En esta ocasión los niños estaban más creciditos, tenían 7 años. Di el salto a la «primaria», sin ninguna experiencia con este tipo de «gente», ni enseñando las materias que tienen que aprender. Tuve momentos malos, «of course». Colegio sin libros, prepara cada actividad de las 6 asignaturas que tienes que enseñar y que no tienes ni puta idea de qué hacer, salvo el recuerdo de lo que tus maestros te enseñaron en el colegio muchos años atrás; y lo que es peor, «haz que esos niños aprendan», haz que te escuchen, que se interesen por las cosas que tienes que decir.
Total, misión bastante difícil, así lo sentía yo. Verte delante de unos críos y ver que una te pega, el otro se levanta a hacer no se qué, la otra habla con el otro y tú allí de pie intentando hablar y decir algo coherente. Visto así puede sonar hasta gracioso, pero la realidad es que es frustrante. Y piensas: ¿pero yo para qué me he metido en esto? si no sirvo, no me hacen ni puto caso, ¿qué coño hago aquí?
Después de unos meses conseguí ver algún progreso, y el final no fue del todo tan agrio, y ahora cuando miro atrás creo que tan, tan mal, no se dio, pero siempre podría haber sido mejor.
Y ahora llegamos al presente. Deseé con todas mis fuerzas que por favor no me tocase trabajar con niños de 6º de primaria, porque son más mayores, tenía experiencia cero y me daban miedo. Pues no solo el destino me premió con ser tutora de un sexto de primaria, sino que además me tocó en uno de los peores barrios de la zona, lo que significaba: nivel educativo muy bajo, educación cero y comportamiento desafiante y conflictivo.
¡Enhorabuena Verónica, el karma esta vez ha sido estupendo contigo!. Y así, un 10 de septiembre me vi delante de una clase de 23 niños y niñas de 11 años. Dando varias asignaturas, entre ellas matemáticas (mi favorita) , y sin libros, claro, libros ¿pa qué?
Durante estos meses he vivido situaciones de mucha frustración, de baja de autoestima, de sentirme inútil por ver que soy incapaz de que me escuchen, y también de sentir pena, no por mí, si no por ellos, por ver que hay niños con tantas carencias emocionales y con tanta falta de educación.
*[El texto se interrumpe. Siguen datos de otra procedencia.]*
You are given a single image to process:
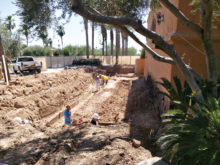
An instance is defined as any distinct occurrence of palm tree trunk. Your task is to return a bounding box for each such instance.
[125,34,128,56]
[84,18,89,59]
[61,36,63,49]
[26,36,28,47]
[92,21,95,58]
[115,28,120,65]
[105,39,107,56]
[121,32,125,56]
[110,28,114,56]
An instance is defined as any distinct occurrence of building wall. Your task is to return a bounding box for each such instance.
[145,0,220,87]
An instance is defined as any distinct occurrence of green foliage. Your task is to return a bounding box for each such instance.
[23,46,51,56]
[140,48,145,59]
[0,21,21,58]
[190,0,220,21]
[158,97,220,165]
[196,79,220,101]
[157,77,192,112]
[72,59,101,66]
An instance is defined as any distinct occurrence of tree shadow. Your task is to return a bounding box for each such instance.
[124,76,162,156]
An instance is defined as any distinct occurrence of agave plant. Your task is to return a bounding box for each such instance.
[158,97,220,165]
[157,76,193,112]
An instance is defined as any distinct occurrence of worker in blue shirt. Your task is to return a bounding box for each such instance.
[64,105,72,126]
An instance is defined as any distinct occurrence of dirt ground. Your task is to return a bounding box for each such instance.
[0,67,161,165]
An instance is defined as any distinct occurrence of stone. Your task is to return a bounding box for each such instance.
[26,84,33,87]
[14,101,25,108]
[132,139,141,148]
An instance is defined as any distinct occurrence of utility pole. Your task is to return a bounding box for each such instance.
[0,34,11,84]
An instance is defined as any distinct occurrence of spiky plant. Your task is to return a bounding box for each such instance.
[157,76,192,112]
[158,97,220,165]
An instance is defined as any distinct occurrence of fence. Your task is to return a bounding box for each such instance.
[34,55,140,69]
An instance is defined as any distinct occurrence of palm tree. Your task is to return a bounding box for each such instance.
[83,18,89,59]
[110,28,114,57]
[91,21,95,58]
[56,25,65,49]
[38,26,48,47]
[125,34,128,56]
[121,32,125,56]
[5,15,15,32]
[115,28,120,65]
[20,24,30,46]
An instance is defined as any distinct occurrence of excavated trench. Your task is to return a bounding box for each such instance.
[0,67,161,165]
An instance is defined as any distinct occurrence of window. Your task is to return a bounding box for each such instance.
[18,57,34,62]
[157,12,164,25]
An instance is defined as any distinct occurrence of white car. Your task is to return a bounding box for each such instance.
[13,56,42,74]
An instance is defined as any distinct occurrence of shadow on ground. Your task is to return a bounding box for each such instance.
[124,76,163,155]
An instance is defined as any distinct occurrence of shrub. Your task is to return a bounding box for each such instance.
[23,46,51,56]
[157,76,193,112]
[158,97,220,164]
[140,48,145,59]
[72,59,101,66]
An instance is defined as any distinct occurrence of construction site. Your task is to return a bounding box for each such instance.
[0,65,163,165]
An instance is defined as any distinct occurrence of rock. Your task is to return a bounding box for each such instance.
[14,101,25,108]
[50,139,58,145]
[137,157,169,165]
[26,84,33,87]
[132,139,141,148]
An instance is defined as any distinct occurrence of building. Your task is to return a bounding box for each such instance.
[144,0,220,112]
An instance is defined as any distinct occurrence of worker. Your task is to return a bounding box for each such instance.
[90,113,100,126]
[64,105,72,126]
[95,75,100,91]
[104,75,109,85]
[100,74,105,86]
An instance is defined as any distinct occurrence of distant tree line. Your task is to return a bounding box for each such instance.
[22,45,138,57]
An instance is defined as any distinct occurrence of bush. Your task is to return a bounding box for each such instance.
[72,59,101,66]
[158,97,220,164]
[157,77,220,164]
[140,48,145,59]
[23,46,51,56]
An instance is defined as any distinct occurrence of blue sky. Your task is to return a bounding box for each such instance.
[0,0,148,52]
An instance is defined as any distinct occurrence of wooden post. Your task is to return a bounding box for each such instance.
[0,34,11,84]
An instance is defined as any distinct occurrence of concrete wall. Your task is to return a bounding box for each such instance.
[34,56,140,69]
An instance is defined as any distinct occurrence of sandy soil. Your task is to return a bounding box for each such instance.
[0,67,160,165]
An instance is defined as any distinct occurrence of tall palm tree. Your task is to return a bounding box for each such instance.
[21,24,30,46]
[5,15,15,32]
[56,25,65,49]
[38,26,48,47]
[110,28,114,57]
[91,21,95,58]
[125,34,128,56]
[115,28,120,65]
[83,18,89,59]
[121,32,125,56]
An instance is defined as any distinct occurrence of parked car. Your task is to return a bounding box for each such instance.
[13,56,42,74]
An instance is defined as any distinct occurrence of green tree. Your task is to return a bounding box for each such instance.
[4,15,16,32]
[20,24,31,46]
[56,25,65,49]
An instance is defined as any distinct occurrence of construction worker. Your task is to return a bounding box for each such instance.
[95,75,100,91]
[64,105,72,126]
[90,113,100,126]
[104,75,109,85]
[99,74,105,86]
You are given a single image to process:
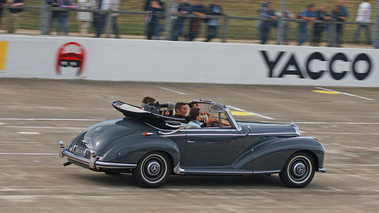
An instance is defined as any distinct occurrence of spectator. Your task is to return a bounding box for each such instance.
[188,0,206,41]
[172,0,191,41]
[311,6,331,46]
[259,1,277,44]
[204,0,224,42]
[93,0,109,38]
[47,0,60,34]
[169,0,180,40]
[256,0,269,42]
[56,0,78,36]
[109,0,120,38]
[5,0,25,33]
[330,0,348,47]
[353,0,371,44]
[145,0,163,40]
[0,0,6,31]
[76,0,95,36]
[297,4,317,46]
[144,0,164,39]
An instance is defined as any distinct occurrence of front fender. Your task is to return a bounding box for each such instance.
[251,137,325,172]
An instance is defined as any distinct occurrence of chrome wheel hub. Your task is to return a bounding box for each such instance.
[147,161,161,176]
[293,162,306,177]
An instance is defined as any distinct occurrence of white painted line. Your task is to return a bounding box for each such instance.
[0,118,100,121]
[18,132,41,135]
[228,106,275,120]
[157,86,187,95]
[0,126,83,130]
[295,122,379,125]
[0,153,57,156]
[0,122,6,125]
[315,87,375,101]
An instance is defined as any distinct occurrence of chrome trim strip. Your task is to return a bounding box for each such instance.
[61,150,137,169]
[183,169,253,175]
[248,132,297,136]
[252,170,280,174]
[173,163,185,174]
[318,167,326,172]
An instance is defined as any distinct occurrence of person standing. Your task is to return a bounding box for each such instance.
[311,6,331,46]
[204,0,224,42]
[172,0,191,41]
[188,0,206,41]
[5,0,25,33]
[76,0,95,36]
[145,0,163,40]
[47,0,60,34]
[144,0,164,39]
[0,0,6,31]
[56,0,78,36]
[259,1,277,44]
[297,4,317,46]
[93,0,109,38]
[333,0,348,47]
[169,0,180,40]
[353,0,371,44]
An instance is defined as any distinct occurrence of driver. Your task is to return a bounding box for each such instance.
[187,107,214,128]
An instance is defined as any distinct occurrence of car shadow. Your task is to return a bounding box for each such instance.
[74,172,285,188]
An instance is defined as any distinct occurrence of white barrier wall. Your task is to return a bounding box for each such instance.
[1,35,378,87]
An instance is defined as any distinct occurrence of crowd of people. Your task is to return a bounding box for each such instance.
[258,0,372,46]
[0,0,374,45]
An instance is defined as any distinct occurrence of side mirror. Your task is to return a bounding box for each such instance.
[245,126,252,136]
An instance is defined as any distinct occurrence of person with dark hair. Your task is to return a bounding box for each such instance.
[297,3,317,46]
[188,0,206,41]
[56,0,78,35]
[174,102,187,118]
[331,0,348,47]
[142,96,156,104]
[145,0,164,40]
[259,2,277,44]
[312,6,331,46]
[187,107,202,128]
[4,0,25,33]
[144,0,164,39]
[172,0,191,41]
[204,0,224,42]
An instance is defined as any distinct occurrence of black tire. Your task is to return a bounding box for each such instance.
[132,152,171,188]
[279,152,315,188]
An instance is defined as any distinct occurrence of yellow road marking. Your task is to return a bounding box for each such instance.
[0,41,8,70]
[313,90,341,94]
[230,111,253,116]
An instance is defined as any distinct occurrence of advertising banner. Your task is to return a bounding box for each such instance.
[1,35,378,87]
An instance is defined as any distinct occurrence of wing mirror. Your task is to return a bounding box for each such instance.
[245,126,251,136]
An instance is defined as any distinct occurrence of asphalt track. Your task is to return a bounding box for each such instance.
[0,79,378,212]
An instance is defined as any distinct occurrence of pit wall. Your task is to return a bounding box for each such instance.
[1,35,378,87]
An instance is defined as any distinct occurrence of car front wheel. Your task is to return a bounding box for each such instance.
[132,152,171,188]
[279,152,315,188]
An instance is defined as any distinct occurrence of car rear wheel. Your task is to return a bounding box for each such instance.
[132,152,171,188]
[279,152,315,188]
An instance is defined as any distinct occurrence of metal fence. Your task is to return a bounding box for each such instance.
[1,0,379,48]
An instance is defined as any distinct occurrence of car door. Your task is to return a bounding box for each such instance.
[183,127,245,168]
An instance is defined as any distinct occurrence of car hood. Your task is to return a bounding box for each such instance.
[237,121,298,136]
[73,119,137,151]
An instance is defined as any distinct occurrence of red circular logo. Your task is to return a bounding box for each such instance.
[56,42,86,76]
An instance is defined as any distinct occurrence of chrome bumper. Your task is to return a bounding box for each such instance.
[59,141,137,170]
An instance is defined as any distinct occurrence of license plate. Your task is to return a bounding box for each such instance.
[73,146,86,156]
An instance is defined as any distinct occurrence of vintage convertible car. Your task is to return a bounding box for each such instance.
[59,100,326,188]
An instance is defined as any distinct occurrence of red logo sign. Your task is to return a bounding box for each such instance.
[56,42,86,76]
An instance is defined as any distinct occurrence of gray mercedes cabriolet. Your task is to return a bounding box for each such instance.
[59,100,325,188]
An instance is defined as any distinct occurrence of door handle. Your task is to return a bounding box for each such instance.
[186,140,196,143]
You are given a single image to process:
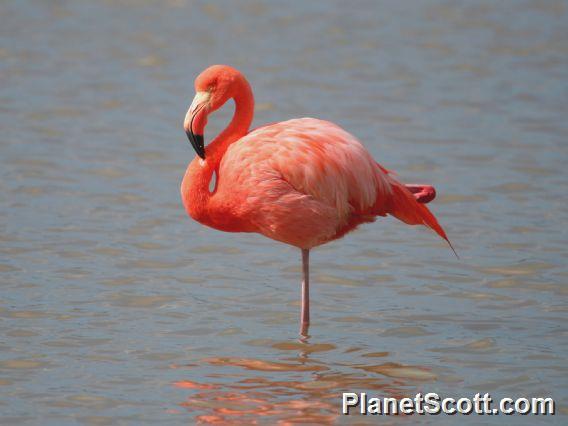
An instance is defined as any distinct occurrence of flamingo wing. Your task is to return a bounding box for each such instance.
[226,118,390,215]
[216,118,453,251]
[214,118,386,247]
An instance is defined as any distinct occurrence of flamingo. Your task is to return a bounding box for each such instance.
[181,65,455,335]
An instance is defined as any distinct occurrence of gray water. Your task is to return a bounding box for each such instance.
[1,1,567,424]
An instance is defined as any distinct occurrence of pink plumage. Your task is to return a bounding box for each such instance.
[181,65,454,334]
[219,118,387,248]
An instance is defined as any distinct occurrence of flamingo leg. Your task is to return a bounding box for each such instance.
[405,184,436,204]
[300,248,310,336]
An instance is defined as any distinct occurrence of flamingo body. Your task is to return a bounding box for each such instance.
[180,65,453,334]
[182,117,449,249]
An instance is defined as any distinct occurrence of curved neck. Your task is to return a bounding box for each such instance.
[181,78,254,227]
[207,79,254,164]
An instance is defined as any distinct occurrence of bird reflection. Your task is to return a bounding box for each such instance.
[171,343,437,423]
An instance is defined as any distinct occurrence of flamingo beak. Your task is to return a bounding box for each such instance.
[186,129,205,159]
[184,91,210,160]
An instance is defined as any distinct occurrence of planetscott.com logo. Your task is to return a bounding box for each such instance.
[342,392,555,416]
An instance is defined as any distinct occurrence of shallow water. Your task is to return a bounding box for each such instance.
[1,0,567,424]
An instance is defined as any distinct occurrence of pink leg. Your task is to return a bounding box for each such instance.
[405,184,436,204]
[300,248,310,336]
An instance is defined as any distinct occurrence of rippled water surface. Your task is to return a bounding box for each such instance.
[1,1,567,424]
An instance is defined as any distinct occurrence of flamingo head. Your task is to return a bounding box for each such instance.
[184,65,244,159]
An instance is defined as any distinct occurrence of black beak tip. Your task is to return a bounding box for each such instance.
[186,131,206,159]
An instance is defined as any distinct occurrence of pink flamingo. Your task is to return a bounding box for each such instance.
[181,65,454,335]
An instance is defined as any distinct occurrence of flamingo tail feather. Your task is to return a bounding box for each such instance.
[386,182,458,258]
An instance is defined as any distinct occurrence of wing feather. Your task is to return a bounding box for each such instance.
[222,118,390,220]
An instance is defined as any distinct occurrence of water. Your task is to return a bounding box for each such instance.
[1,1,567,424]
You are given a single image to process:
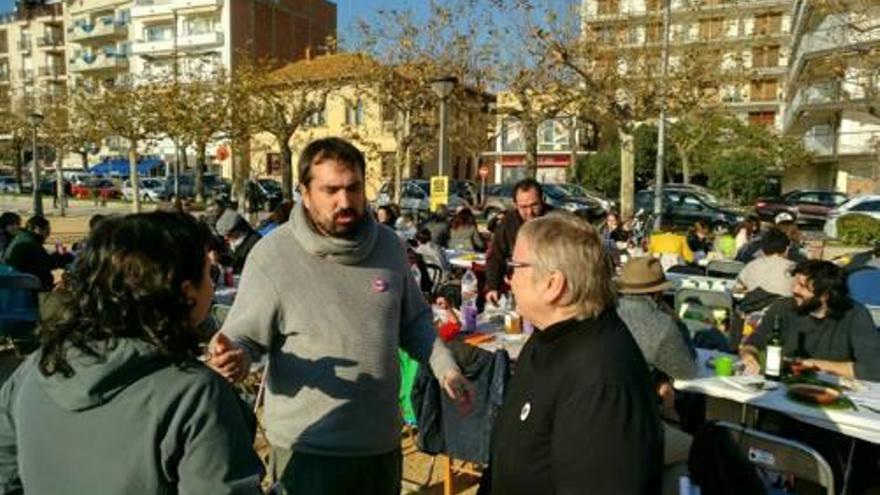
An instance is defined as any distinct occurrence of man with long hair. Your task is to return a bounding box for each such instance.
[741,260,880,380]
[0,212,262,494]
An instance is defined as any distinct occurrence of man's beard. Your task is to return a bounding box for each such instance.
[794,294,822,315]
[312,208,365,237]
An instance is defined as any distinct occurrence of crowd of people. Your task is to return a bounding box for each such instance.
[0,136,877,495]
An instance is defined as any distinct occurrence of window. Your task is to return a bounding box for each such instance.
[597,0,619,15]
[750,79,778,102]
[646,22,662,43]
[305,108,326,127]
[699,18,724,40]
[144,24,173,42]
[823,193,848,207]
[748,111,776,128]
[345,99,364,126]
[184,15,217,36]
[794,192,821,203]
[0,30,7,54]
[752,45,780,68]
[852,201,880,213]
[754,13,782,35]
[265,153,281,174]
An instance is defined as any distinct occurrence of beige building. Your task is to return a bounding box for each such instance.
[581,0,793,130]
[0,2,67,111]
[248,53,494,200]
[782,0,880,193]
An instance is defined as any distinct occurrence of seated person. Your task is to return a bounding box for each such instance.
[686,221,712,259]
[2,216,73,291]
[448,207,486,253]
[648,220,694,269]
[712,223,737,259]
[775,220,808,263]
[215,210,261,275]
[740,260,880,380]
[414,228,450,278]
[735,228,794,297]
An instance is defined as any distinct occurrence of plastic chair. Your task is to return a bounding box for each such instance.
[706,260,745,280]
[0,267,41,351]
[847,268,880,306]
[704,421,835,495]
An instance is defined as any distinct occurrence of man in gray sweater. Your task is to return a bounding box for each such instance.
[208,137,473,494]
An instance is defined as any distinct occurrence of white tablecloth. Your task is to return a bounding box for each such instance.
[445,249,486,269]
[675,349,880,444]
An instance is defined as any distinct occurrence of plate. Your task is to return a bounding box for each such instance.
[787,383,842,405]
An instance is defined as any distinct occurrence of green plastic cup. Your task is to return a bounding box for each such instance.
[715,356,734,377]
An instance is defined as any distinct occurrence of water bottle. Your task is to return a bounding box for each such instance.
[461,269,479,332]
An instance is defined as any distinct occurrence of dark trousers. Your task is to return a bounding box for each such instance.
[269,446,402,495]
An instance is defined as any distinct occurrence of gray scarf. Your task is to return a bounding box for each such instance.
[291,202,378,265]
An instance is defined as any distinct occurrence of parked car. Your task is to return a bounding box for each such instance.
[542,183,607,221]
[635,189,744,229]
[375,179,468,214]
[481,183,515,219]
[0,177,19,194]
[63,172,92,186]
[823,195,880,239]
[163,173,230,201]
[71,178,121,200]
[246,178,284,212]
[122,178,167,202]
[557,183,616,212]
[755,190,848,226]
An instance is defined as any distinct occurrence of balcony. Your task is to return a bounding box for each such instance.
[17,70,34,82]
[802,130,880,157]
[38,66,67,78]
[0,72,9,84]
[69,52,129,72]
[16,40,31,52]
[791,25,880,77]
[36,35,65,49]
[132,0,222,18]
[68,17,128,42]
[131,31,223,55]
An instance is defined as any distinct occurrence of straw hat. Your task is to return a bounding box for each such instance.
[617,257,673,295]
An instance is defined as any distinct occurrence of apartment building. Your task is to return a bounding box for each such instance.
[782,0,880,193]
[581,0,793,130]
[248,53,494,199]
[482,91,598,184]
[0,2,67,111]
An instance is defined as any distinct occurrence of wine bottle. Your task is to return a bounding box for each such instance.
[764,314,784,381]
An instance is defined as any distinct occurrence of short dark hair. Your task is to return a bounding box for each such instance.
[25,215,49,232]
[0,212,20,229]
[415,228,432,244]
[297,137,366,188]
[792,260,851,316]
[512,178,542,200]
[761,228,790,256]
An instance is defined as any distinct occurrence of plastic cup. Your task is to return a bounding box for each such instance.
[715,355,735,377]
[504,312,522,334]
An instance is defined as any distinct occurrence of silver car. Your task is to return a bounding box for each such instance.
[823,195,880,239]
[122,178,167,202]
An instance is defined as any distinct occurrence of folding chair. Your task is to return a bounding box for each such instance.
[424,263,444,292]
[847,268,880,307]
[711,421,835,495]
[0,267,41,352]
[706,260,745,280]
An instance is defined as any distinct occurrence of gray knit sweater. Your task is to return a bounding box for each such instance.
[222,203,459,456]
[616,295,697,380]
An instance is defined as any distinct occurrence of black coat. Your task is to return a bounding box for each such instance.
[230,230,261,275]
[485,209,524,292]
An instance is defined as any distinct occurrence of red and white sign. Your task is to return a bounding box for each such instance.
[478,166,489,178]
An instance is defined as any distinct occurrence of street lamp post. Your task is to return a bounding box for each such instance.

En estos meses he escuchado más palabrotas y frases horribles que en toda mi vida; jamás pensé que se podrían decir por la boca tantas palabras feas. Y jamás pensé que se podrían mostrar tantas faltas de respeto, y no es el no escuchar a otra persona que te está hablando, es el cómo responder ante los problemas, los gestos, las formas.
Se que sacaré cosas positivas de esta experiencia, por ejemplo, saber que odio trabajar con niños grandes y a veces me cuestiono si tal vez esto de trabajar con niños en general, no sea lo mío. De la chica ilusa que pensó que esto de ser maestra iba a ser un sueño, a la adulta que ve que esto mayormente lo hace por las vacaciones y el sueldo, que cada día se plantea si debería haber elegido otra profesión donde no tenga que estar rodeada de seres sin educar y batallando para que la escuchen por unos minutos al día.
La única parte que veo que sí me hace sentir feliz de la educación, es que cuando he dado clases a gente que sí me han atendido y con los que no he tenido que estar «luchando», me he sentido bien, me he sentido importante y he sentido que estaba haciendo algo productivo y útil por los demás.
Tal vez elegí los pupilos inadecuados. Reconozco que no me gusta pelear, no me gustan las energías negativas y estar cada día enfadándome con personas que no me valoran.
Yo solo quiero paz, y eso es algo que aún no he conseguido sentir en ningún colegio.